In a rare break with etiquette, the bishops in the hall broke into applause in support of Chaput.
Pope Francis himself has repeatedly spoken out against abortion in the strongest possible terms, likening abortionists to “hitmen,” and comparing the practice to genocide “with white gloves.”
McElroy’s pointed suggestion that the U.S. bishops are out of step, even resistant, to the pope’s own teaching comes one week after the publication of a book which accused the American bishops of resisting the pope’s leadership in their efforts to pass stricter measures for bishops’ accountability last year. That book, Wounded Shepherd, drew a strong response from the USCCB, which last week said it “perpetuates an unfortunate and inaccurate myth that the Holy Father finds resistance among the leadership and staff of the U.S. bishops’ conference.”
As the bishops of the United States have been at pains to emphasize their closeness to the pope, many in Rome have noted the rise of a narrative in which Americans are cast as totems of opposition to Francis.
During a September trip to Africa, the pope casually remarked that “it is an honor that Americans are attacking me,” in response to a book which suggested that so-called conservative opposition to his teaching was organized by U.S. Catholics.
In his address at the opening of the USCCB assembly on Monday, the apostolic nuncio to the U.S. emphasized the importance of the pope’s priorities being reflected in American dioceses, and many U.S. bishops, including the USCCB leadership, are deeply sensitive to the impression that they are anything less than supportive of the pope and reject any suggestion of disloyalty. Many also saw McElroy’s intervention as harmful to the conference and even disingenuous.
“He wants us to think that to disagree with him – or [Cardinal] Cupich – is to disagree with the pope. It’s not true, but it works to undermine the conference leadership,” another bishop told CNA immediately following the vote. “It doesn’t serve communion among us, or with the pope. It’s about personalities and power.”
The final vote on the amendment declined to include Cupich’s longer text, with applause again breaking out when the result was announced, but several bishops approached CNA after the session concluded to express their concerns that the actual substance of the amendment had been obscured by McElroy’s pointed intervention.
“I had no problem with either [Cupich’s] longer version or [Gomez’s] preferred formulation,” one bishop told CNA. “But Bishop McElroy suggesting that by calling abortion what it is in our society we are against the pope is absurd.”
The bishop suggested to CNA that McElroy’s intervention “needlessly weaponized” the debate about the language of the letter.
During a press conference after the morning session, several bishops sought to smooth over the exchange between McElroy and Chaput, insisting that there was no contradiction between the bishops holding abortion to be the “preeminent” concern for the conscience of Catholics and the teachings of Pope Francis.
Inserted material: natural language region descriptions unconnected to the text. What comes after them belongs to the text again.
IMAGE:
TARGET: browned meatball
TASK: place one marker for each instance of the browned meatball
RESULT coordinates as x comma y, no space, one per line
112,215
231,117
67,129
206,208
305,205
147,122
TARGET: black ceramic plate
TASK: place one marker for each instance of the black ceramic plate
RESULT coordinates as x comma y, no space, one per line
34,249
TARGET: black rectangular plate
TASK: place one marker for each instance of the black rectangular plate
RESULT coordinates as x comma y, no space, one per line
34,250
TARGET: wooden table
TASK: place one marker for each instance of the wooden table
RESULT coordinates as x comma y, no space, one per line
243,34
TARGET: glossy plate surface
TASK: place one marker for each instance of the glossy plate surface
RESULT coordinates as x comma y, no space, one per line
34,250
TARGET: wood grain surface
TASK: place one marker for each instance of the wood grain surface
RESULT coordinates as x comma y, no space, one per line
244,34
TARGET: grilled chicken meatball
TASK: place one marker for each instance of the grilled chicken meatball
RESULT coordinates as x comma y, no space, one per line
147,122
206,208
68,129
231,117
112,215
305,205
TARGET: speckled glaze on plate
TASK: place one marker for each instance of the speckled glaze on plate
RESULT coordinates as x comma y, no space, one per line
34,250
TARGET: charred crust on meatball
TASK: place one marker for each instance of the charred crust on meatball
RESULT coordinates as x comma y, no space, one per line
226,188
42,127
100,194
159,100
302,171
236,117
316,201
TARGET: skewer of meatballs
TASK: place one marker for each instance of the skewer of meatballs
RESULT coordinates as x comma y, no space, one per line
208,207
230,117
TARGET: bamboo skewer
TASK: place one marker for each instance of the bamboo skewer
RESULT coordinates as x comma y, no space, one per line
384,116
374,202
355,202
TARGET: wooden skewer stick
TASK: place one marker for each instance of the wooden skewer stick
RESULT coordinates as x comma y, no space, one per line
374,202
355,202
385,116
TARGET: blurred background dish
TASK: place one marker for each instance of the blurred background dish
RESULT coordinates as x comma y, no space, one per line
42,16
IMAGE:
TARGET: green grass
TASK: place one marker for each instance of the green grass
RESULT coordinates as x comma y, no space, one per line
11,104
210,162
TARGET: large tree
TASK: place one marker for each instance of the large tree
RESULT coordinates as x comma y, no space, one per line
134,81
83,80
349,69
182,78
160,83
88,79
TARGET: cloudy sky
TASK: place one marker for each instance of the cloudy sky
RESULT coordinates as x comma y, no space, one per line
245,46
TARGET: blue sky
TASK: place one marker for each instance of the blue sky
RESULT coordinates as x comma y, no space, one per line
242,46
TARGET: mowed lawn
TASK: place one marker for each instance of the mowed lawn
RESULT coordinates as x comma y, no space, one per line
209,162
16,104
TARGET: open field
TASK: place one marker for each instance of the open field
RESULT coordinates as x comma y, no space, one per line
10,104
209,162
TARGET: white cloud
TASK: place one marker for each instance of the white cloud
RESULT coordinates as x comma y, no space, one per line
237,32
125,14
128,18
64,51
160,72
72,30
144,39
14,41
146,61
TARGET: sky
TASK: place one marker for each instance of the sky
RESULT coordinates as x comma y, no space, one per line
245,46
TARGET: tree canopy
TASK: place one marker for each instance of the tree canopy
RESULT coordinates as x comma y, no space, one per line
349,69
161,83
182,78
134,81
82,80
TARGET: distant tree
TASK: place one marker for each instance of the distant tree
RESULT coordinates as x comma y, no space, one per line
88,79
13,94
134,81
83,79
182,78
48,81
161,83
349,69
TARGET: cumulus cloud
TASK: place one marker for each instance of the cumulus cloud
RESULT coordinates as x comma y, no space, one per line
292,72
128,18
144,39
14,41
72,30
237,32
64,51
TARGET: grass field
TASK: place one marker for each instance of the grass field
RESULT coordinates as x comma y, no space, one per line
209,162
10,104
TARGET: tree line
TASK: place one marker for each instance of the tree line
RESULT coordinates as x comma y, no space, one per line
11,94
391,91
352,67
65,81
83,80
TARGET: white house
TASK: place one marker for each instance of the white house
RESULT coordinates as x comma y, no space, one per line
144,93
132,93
Cardinal Joseph Tobin of Newark, who was made a cardinal by Pope Francis in 2016, said that “The short answer is that yes, abortion is the preeminent [concern] and the vote makes that obvious.”
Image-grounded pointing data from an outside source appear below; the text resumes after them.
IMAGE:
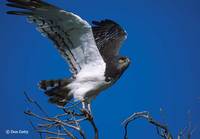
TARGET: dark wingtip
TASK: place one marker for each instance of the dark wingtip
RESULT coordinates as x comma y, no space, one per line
25,13
11,12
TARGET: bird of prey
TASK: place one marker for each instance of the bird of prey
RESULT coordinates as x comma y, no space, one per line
92,52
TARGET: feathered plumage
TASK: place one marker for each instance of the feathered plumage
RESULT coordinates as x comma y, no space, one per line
92,52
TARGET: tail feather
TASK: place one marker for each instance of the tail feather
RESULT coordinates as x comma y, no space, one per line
57,90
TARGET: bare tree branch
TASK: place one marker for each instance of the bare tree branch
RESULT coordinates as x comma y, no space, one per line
67,123
162,129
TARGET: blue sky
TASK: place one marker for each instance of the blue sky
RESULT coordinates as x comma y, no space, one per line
163,44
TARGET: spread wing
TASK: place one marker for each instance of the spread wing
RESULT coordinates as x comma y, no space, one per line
108,36
72,35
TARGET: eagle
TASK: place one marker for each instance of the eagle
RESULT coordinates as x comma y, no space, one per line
91,51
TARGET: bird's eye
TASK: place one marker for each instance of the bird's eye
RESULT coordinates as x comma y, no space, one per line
121,60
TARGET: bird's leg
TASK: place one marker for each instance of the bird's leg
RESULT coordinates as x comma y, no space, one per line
89,108
83,104
86,106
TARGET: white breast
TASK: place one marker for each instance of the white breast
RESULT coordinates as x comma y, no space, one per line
88,82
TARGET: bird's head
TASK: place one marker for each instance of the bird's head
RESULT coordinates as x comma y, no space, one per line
123,63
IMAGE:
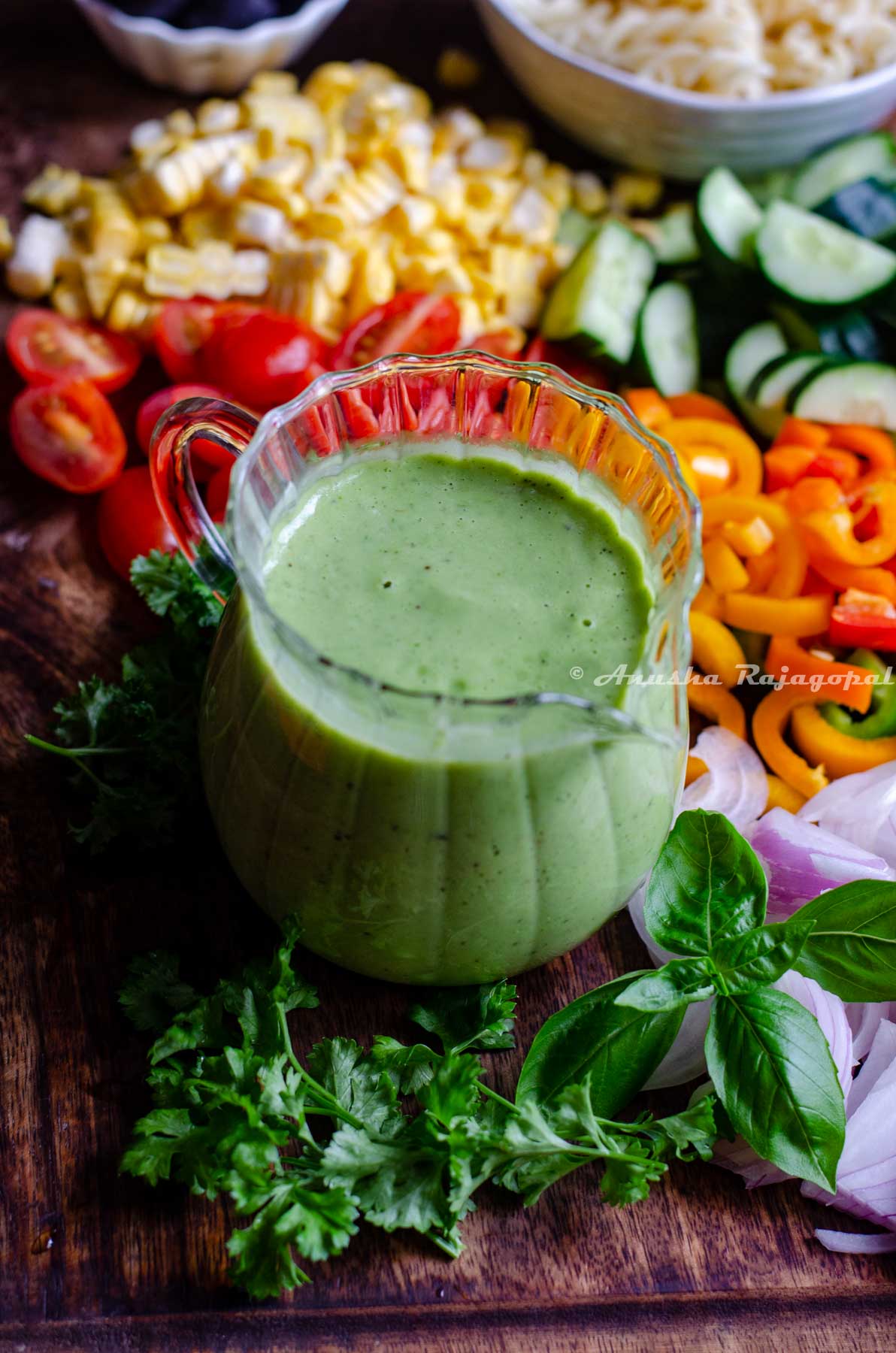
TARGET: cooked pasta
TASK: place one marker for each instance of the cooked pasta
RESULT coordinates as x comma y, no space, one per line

Asked about McElroy’s characterization of his view, and that of the conference, that calling abortion the preeminent concern was either opposed to or discordant with the pope’s teaching, the cardinal suggested the McElroy was perhaps trying to make a different point.
“I think Bishop McElroy was warning against exclusive choices – either/or – or highlighting something to the point that other issues disappear. And I think, if I have understood his intention correctly, he was right.”
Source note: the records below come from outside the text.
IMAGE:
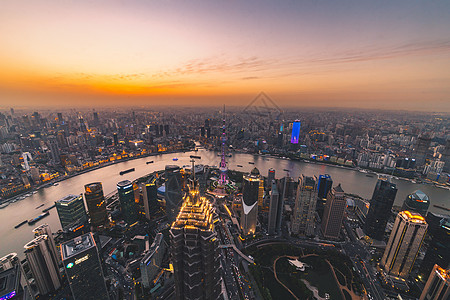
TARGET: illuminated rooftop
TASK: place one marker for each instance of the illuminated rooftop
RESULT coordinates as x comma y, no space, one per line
412,217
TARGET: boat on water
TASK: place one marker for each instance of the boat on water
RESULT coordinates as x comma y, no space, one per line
43,215
48,208
20,224
126,171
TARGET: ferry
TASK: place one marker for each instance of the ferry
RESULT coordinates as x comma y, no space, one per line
126,171
20,224
43,215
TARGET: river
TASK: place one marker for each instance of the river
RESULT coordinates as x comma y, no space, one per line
12,240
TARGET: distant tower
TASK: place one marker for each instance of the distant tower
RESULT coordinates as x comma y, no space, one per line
128,203
250,196
83,268
333,213
305,206
70,209
43,264
438,285
195,249
223,180
275,209
96,204
417,202
380,209
404,244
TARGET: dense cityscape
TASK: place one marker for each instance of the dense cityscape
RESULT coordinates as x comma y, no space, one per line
200,228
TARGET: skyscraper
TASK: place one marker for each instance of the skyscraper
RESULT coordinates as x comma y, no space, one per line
275,209
417,202
380,209
84,269
128,201
333,213
195,249
150,195
43,264
305,206
438,285
404,244
250,196
96,204
70,209
173,193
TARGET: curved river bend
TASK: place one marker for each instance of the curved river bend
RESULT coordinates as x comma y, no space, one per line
13,240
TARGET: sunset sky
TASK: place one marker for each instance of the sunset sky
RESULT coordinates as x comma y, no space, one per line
363,54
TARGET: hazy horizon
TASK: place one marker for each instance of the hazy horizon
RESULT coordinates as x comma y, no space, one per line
347,54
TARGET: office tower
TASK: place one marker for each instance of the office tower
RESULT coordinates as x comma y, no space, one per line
173,193
150,195
96,204
70,209
43,264
417,202
333,213
438,251
446,157
195,249
305,206
380,209
270,177
54,149
404,244
421,149
128,201
275,210
83,268
250,197
44,229
151,262
438,285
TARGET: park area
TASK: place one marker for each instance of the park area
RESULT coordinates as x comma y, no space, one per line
328,275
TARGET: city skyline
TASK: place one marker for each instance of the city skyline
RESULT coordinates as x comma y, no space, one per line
310,54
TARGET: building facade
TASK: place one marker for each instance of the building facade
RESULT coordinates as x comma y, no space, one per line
404,244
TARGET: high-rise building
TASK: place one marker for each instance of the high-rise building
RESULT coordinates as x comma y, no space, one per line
128,201
305,206
438,251
44,229
43,264
333,213
421,149
417,202
96,204
404,244
173,193
275,210
195,249
250,198
83,268
70,209
150,195
151,262
380,208
438,285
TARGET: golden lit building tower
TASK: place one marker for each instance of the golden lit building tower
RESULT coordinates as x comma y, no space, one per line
305,206
404,244
438,285
195,249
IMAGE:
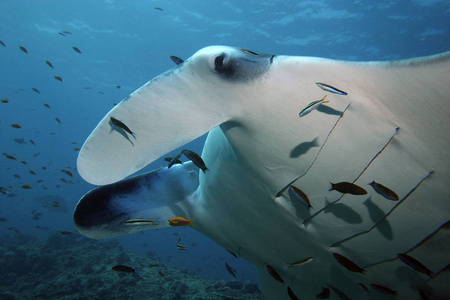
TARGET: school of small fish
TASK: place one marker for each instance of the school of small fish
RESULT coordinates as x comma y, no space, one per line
298,194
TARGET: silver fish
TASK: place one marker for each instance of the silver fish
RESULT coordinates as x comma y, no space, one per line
331,89
312,106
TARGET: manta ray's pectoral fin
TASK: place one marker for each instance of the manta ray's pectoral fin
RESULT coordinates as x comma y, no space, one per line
139,203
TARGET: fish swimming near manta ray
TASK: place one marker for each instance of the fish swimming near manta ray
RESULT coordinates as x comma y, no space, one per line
392,124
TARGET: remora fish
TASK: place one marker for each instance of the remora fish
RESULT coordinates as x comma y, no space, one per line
300,262
312,106
384,191
331,89
415,264
196,159
176,59
122,125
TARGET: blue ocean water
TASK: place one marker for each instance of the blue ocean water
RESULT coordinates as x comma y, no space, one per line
124,44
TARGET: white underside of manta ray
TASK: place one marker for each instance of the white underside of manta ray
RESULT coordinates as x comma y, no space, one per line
392,127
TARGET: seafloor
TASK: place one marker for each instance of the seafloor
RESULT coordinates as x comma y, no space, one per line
69,266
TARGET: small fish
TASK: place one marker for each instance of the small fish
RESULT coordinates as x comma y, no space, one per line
181,247
123,268
383,289
324,294
348,264
348,188
329,88
122,125
384,191
176,59
300,262
312,106
23,49
9,156
132,222
291,294
20,141
230,270
300,196
423,295
232,253
274,274
174,160
196,159
413,263
68,173
180,221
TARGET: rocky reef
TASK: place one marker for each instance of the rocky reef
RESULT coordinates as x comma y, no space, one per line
69,266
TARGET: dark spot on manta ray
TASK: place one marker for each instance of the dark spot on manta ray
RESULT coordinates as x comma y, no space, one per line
329,110
303,148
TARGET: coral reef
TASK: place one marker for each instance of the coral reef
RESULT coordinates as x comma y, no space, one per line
69,266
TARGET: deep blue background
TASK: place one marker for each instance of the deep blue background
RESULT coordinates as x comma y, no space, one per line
127,43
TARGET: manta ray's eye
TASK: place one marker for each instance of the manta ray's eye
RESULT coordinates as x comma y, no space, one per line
224,65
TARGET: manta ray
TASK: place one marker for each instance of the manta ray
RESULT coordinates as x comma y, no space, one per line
386,122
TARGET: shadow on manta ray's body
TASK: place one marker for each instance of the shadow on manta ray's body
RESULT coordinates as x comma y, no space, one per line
384,121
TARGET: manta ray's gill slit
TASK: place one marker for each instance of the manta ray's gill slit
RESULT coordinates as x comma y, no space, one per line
338,243
315,158
357,177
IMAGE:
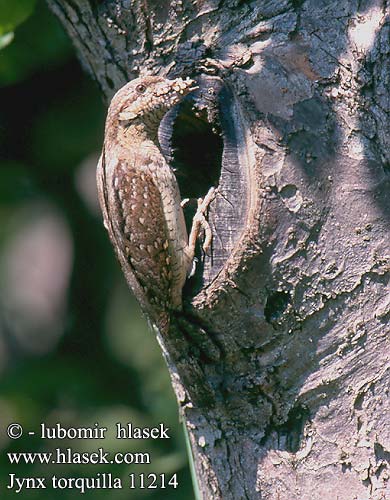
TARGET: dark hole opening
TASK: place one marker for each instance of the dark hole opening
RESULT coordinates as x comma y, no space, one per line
292,430
275,306
196,152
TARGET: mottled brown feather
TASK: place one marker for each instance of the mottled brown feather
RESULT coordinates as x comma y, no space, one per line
144,237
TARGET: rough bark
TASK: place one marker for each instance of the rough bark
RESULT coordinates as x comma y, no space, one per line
296,296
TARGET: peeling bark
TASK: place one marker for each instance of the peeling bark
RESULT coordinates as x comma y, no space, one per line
297,405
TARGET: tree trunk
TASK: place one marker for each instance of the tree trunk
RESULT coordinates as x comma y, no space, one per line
292,121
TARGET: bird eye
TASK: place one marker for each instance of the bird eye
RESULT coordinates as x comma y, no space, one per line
140,88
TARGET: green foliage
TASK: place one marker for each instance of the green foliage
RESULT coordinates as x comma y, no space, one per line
13,13
33,47
74,347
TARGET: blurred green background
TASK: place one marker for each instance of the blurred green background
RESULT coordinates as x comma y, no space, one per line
74,347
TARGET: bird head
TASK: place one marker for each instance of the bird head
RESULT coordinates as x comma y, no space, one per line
146,99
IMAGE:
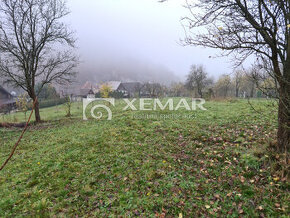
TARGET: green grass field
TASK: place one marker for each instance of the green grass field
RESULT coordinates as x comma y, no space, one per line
190,163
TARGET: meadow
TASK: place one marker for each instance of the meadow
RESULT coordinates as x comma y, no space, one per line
181,163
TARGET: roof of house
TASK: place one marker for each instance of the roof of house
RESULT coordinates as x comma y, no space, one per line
4,91
114,85
132,86
89,85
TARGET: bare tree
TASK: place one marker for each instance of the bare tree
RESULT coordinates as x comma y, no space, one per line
197,80
244,28
33,41
238,76
223,85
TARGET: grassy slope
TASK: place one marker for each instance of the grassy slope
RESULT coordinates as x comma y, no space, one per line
204,164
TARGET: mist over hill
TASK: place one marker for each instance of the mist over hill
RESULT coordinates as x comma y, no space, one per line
104,69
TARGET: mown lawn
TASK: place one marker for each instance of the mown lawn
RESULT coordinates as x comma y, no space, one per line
201,163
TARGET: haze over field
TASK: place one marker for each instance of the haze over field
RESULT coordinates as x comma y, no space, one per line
136,40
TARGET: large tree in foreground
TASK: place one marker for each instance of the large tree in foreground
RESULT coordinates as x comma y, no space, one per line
35,45
245,28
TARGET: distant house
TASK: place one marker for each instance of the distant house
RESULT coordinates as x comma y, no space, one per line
114,85
7,102
127,89
131,89
88,89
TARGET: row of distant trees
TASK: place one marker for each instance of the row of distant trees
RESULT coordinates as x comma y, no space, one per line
241,84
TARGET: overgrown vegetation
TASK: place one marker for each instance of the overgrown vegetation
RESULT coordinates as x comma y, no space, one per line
212,163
It is likely that McElroy’s intervention will be raised behind closed doors, when the bishops will gavel themselves into executive session. Behind closed doors, efforts to insist that the conference speaks and thinks with one mind are unlikely to continue long.
The increasingly serious challenge facing the large majority of U.S. bishops is how to deal with a small minority of their number who seem to be attempting to position themselves between the conference leadership and Rome, and appearing to drive a wedge between them and the pope at the same time.